US regulators have directed Tesla boss Elon Musk to delete a 2018 tweet that said Tesla workers would lose their stock options if they voted to unionize, calling the tweet an illegal threat.
According to the National Labor Relations Board, Tesla violated labor laws when it fired a union activist and when Musk tweeted: “Nothing stops the Tesla team at our electoral union car plant. I could do it tmrw if they wanted. But why pay union dues and give up stock options for nothing?
On Thursday night, the federal agency ordered the CEO to delete his tweet and offer a job to the fired employee, Richard Ortiz. The company must also compensate Ortiz for lost wages, benefits and adverse tax consequences that resulted from his firing, according to the regulator.
The board also directed Tesla to post notices across the country and to hold meetings at its main US auto plant in Fremont, California, to inform workers of their protected rights. At the meeting, Musk himself, or a “board agent” in Musk’s presence, will have to read that notice to workers, along with security guards, managers and supervisors.
United Auto Workers, which filed the lawsuit, confirmed the news. Tesla did not respond to requests for comment.
Ortiz was part of an organizing campaign, “Fair Future at Tesla.” At the time, Tesla said its business should remain union-free. Musk’s public comments on his Twitter account, where he has tens of millions of followers, were seen as threatening.

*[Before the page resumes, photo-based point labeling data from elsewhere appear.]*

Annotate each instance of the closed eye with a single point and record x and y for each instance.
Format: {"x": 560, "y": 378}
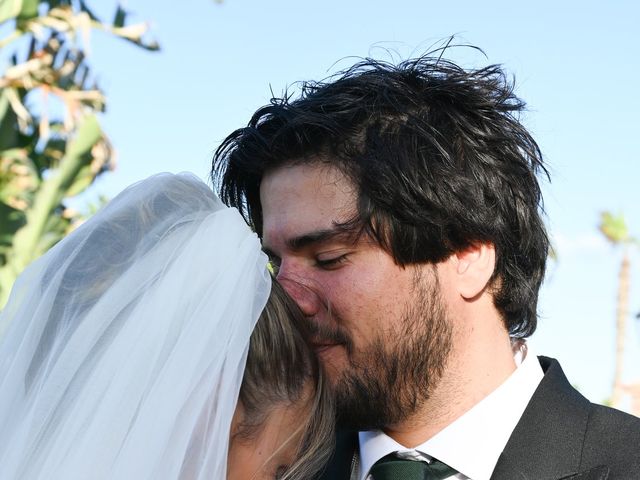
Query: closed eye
{"x": 331, "y": 263}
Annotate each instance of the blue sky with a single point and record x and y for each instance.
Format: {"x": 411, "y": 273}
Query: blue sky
{"x": 576, "y": 64}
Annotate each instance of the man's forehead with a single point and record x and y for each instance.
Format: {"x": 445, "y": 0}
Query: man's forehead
{"x": 300, "y": 199}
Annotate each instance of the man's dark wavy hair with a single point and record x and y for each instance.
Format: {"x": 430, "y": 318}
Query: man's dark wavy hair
{"x": 438, "y": 155}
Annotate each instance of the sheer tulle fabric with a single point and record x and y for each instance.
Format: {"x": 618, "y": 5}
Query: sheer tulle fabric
{"x": 126, "y": 343}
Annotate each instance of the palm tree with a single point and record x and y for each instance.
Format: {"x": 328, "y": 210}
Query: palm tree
{"x": 615, "y": 229}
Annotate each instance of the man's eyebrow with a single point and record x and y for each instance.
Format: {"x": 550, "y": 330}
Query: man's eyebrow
{"x": 337, "y": 233}
{"x": 319, "y": 236}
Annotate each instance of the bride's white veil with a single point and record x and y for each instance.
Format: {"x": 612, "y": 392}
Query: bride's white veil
{"x": 126, "y": 343}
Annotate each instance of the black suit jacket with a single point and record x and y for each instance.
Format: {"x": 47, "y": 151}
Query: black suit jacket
{"x": 561, "y": 436}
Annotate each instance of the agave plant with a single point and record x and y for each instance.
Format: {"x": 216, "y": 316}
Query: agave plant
{"x": 51, "y": 144}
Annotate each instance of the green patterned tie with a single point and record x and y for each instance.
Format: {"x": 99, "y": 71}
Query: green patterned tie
{"x": 393, "y": 468}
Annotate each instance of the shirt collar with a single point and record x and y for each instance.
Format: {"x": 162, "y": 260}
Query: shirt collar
{"x": 473, "y": 443}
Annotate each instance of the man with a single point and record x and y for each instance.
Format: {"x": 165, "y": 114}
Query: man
{"x": 401, "y": 209}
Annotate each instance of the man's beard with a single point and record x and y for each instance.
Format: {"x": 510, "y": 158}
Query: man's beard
{"x": 395, "y": 375}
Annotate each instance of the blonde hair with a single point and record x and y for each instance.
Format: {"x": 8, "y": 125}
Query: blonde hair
{"x": 280, "y": 367}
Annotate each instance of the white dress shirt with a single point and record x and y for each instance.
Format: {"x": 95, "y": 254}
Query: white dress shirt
{"x": 473, "y": 442}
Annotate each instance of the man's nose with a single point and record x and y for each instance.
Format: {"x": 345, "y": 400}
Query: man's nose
{"x": 300, "y": 291}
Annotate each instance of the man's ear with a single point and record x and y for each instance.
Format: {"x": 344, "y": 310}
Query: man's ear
{"x": 474, "y": 267}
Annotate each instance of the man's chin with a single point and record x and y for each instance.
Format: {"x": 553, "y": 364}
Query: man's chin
{"x": 334, "y": 360}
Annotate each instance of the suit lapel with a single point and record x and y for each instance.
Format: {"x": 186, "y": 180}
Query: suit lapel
{"x": 547, "y": 442}
{"x": 340, "y": 465}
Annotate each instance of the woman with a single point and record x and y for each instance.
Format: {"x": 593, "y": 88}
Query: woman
{"x": 126, "y": 348}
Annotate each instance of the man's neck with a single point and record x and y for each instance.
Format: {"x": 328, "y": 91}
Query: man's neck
{"x": 480, "y": 364}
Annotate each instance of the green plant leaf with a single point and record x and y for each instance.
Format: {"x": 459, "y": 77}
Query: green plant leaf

Tesla considers Musk’s tweets to be official company communications, as revealed in its financial reports. CEO tweets tend to have a huge impact, often sparking controversy and moving markets.
“While we celebrate justice in today’s ruling, it nonetheless highlights the substantial flaws in US labor law. Here is a company that clearly violated the law and, nevertheless, there are three years left for these workers to achieve a minimum of justice ”, said the vice president and director of the Department of Organization of the UAW, Cindy Estrada.
The NLRB also directed Tesla to review a confidentiality agreement it grants to employees, which said they were not allowed to speak to the media without explicit written permission. The NLRB said the agreement needs to be updated as US labor law generally “protects employees when they speak to the media about working conditions, labor disputes or other terms and conditions of employment.”